On Jul 2, 8:33 pm, David Nolen <dnolen.li...@gmail.com> wrote:
> On Sat, Jul 2, 2011 at 3:21 PM, James Keats <james.w.ke...@gmail.com> wrote:
> > And once you encounter the
> > reality and frustration infamously characterized by likening the
> > managing of lispers to the herding of cats then you begin to admire
> > languages like python and java and see what they got right in imposing
> > restrictions.
>
> I've yet to see any evidence anecdotal or otherwise that managing a team of
> good Lisp programmers is any more difficult than managing good programmers
> in any other language. Links?
>

Sure, "good lisp programmers", I have no argument against that, the
key operative word here being *good*; where do you find those in large
enough numbers to fill industry positions? I would also like to be
specific about what "good" would entail: it has to entail some
knowledge of what would actually work in the large and be
maintainable, and a personal maturity that would prevent them from
becoming too excited and overly adventurous. Unfortunately the
industry is not made of "good lisp programmers".
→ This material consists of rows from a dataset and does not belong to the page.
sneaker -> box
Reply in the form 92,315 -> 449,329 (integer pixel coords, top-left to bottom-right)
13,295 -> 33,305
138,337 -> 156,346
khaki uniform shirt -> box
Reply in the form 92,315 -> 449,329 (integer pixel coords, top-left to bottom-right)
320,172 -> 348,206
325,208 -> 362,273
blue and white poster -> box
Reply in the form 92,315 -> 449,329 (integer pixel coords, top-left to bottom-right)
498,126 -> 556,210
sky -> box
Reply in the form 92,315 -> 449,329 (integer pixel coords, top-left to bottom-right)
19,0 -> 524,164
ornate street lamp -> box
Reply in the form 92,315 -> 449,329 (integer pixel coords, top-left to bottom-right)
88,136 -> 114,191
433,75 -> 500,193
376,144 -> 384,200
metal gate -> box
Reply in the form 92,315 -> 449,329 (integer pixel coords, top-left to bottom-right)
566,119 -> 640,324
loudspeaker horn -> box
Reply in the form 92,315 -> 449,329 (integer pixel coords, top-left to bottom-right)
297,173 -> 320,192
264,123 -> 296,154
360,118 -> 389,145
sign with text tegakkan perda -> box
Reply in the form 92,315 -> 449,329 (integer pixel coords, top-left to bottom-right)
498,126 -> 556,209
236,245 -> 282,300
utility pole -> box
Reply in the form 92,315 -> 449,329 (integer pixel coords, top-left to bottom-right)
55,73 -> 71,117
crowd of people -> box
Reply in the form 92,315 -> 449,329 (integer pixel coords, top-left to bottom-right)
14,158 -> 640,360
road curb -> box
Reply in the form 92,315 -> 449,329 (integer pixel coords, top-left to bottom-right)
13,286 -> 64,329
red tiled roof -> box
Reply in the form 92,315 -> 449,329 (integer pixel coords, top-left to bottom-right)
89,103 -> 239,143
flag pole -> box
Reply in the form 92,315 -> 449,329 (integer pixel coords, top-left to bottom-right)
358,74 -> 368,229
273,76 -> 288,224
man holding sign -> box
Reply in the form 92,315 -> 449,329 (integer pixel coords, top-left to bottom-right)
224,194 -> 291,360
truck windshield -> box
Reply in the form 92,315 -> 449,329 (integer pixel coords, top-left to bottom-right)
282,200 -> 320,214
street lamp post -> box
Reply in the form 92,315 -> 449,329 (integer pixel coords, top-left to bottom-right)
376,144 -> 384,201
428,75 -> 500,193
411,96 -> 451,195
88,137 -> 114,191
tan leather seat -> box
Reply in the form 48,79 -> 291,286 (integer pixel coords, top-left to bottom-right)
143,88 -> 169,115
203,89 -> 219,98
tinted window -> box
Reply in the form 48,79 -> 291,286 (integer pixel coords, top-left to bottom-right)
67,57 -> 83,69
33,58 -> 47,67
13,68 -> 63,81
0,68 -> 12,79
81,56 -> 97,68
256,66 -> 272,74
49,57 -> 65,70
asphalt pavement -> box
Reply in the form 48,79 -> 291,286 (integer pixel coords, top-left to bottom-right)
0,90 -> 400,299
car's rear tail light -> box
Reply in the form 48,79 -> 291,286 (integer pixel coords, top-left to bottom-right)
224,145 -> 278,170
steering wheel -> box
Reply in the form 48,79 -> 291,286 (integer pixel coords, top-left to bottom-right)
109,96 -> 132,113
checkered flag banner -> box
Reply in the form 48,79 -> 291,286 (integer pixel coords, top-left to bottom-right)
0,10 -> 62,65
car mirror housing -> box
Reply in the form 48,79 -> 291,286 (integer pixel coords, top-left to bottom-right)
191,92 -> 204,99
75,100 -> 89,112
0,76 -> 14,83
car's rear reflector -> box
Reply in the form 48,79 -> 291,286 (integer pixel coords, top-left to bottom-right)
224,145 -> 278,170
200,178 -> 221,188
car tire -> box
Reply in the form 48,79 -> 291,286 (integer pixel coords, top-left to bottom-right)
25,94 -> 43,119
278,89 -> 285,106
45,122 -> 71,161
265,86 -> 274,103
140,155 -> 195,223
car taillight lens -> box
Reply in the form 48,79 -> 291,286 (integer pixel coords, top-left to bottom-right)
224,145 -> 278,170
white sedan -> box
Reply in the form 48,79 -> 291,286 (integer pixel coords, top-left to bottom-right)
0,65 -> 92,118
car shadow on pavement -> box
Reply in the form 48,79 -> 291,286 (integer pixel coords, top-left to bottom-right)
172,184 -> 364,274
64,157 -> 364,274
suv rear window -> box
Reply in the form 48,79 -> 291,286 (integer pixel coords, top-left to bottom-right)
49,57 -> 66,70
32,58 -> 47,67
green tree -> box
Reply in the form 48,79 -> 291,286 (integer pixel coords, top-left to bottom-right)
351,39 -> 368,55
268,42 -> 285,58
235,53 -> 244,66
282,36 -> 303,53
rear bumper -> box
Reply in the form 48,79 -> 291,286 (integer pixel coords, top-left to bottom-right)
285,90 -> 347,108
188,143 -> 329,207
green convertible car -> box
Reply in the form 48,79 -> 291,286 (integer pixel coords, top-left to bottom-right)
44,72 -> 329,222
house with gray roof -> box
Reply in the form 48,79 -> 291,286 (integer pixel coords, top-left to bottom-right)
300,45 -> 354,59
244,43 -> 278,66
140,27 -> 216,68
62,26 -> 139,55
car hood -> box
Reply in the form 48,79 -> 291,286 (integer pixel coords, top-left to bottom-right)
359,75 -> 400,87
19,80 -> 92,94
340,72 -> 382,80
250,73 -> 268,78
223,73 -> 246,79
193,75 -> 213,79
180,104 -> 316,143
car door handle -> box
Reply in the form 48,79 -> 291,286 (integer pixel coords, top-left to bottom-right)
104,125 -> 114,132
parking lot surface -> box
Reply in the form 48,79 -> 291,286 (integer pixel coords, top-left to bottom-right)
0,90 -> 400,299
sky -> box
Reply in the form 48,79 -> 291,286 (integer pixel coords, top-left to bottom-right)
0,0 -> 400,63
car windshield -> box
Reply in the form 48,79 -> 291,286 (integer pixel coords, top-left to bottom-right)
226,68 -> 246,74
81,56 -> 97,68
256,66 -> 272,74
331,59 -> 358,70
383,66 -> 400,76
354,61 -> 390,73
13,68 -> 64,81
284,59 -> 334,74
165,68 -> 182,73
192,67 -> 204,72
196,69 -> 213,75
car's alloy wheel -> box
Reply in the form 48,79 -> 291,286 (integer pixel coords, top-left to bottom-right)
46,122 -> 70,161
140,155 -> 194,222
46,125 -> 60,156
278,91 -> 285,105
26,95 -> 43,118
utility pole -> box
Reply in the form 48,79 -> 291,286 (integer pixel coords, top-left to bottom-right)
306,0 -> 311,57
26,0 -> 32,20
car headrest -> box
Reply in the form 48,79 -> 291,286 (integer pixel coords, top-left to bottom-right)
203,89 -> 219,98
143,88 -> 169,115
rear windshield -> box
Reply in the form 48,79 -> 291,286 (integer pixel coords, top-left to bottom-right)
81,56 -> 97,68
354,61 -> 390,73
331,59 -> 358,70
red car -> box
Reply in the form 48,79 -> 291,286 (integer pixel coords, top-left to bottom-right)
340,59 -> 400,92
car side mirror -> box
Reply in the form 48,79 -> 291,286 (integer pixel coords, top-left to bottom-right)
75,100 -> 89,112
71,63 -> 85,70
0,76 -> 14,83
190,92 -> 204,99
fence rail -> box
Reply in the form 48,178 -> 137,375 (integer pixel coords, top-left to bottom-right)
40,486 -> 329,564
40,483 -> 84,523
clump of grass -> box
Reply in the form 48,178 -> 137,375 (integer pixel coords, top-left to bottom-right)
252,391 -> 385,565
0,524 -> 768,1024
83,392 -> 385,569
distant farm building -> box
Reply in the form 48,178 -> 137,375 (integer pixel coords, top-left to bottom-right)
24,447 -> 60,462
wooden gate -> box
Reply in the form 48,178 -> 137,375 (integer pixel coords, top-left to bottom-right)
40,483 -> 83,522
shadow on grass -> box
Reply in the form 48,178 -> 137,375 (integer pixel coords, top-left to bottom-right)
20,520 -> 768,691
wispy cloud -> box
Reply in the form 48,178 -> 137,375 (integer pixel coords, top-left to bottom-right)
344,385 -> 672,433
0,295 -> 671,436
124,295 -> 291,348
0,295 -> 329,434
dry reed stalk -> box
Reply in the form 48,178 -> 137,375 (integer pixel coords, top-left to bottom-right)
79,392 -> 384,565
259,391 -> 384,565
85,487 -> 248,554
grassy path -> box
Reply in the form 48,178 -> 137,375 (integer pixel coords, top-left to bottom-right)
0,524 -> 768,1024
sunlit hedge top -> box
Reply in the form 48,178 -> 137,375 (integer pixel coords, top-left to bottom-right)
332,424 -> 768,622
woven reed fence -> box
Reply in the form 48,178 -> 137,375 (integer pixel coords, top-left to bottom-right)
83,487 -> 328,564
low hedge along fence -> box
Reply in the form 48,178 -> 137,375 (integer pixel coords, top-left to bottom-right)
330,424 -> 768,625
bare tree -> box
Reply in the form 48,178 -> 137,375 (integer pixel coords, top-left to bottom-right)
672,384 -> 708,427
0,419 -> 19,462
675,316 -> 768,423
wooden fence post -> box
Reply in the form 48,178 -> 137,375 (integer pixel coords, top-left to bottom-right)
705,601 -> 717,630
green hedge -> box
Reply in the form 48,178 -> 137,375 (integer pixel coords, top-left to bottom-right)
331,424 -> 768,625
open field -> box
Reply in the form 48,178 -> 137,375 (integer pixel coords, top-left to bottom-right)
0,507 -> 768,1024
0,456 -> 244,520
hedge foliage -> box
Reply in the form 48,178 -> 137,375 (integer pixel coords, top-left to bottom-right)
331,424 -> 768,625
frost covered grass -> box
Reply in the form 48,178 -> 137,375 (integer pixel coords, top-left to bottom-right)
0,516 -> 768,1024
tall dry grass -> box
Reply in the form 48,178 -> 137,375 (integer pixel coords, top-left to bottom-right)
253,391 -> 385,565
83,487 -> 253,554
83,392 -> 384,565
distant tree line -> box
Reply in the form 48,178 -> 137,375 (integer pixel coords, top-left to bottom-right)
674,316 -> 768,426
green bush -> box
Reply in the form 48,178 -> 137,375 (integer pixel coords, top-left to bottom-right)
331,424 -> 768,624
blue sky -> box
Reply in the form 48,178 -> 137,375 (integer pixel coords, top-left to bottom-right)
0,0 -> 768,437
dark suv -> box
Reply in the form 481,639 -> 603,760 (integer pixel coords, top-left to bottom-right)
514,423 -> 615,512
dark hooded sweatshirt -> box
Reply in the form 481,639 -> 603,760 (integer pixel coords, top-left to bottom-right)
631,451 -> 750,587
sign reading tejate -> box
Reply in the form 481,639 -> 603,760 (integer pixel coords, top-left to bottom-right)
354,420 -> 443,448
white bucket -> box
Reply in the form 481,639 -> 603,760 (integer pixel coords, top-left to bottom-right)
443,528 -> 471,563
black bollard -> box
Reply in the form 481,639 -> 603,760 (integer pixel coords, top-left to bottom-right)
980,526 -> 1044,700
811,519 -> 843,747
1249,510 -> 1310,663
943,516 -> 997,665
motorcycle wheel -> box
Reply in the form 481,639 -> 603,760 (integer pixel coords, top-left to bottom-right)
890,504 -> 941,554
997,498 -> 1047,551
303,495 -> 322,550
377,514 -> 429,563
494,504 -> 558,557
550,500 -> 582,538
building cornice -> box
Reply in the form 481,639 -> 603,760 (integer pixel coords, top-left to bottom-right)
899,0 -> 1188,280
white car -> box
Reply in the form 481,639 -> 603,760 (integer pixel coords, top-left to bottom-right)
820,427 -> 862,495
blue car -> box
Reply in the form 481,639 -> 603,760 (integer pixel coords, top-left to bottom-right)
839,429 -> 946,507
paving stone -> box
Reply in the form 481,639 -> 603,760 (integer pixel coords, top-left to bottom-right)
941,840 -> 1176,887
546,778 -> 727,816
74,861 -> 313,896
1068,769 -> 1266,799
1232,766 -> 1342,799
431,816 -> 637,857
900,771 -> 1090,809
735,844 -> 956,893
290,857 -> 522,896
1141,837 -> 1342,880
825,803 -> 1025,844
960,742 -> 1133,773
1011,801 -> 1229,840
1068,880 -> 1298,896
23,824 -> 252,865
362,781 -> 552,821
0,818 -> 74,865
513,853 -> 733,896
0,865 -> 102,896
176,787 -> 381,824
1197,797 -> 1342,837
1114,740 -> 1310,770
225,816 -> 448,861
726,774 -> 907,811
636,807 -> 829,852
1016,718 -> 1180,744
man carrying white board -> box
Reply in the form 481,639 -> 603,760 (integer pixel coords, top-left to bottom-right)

> > A very recent quote by Abelson is relevant:
> > "One of the things I’m learning here (Google) is the experience of
> > working on these enormous programs. I just never experienced that
> > before. Previously a large program to me was a hundred pages or
> > something. Now that’s a tiny, little thing."
>
> One of the most popular text editors to this day is Emacs. It's near 3
> million lines of Lisp.
>
> David

Versus the countless libraries and apps of Java and python?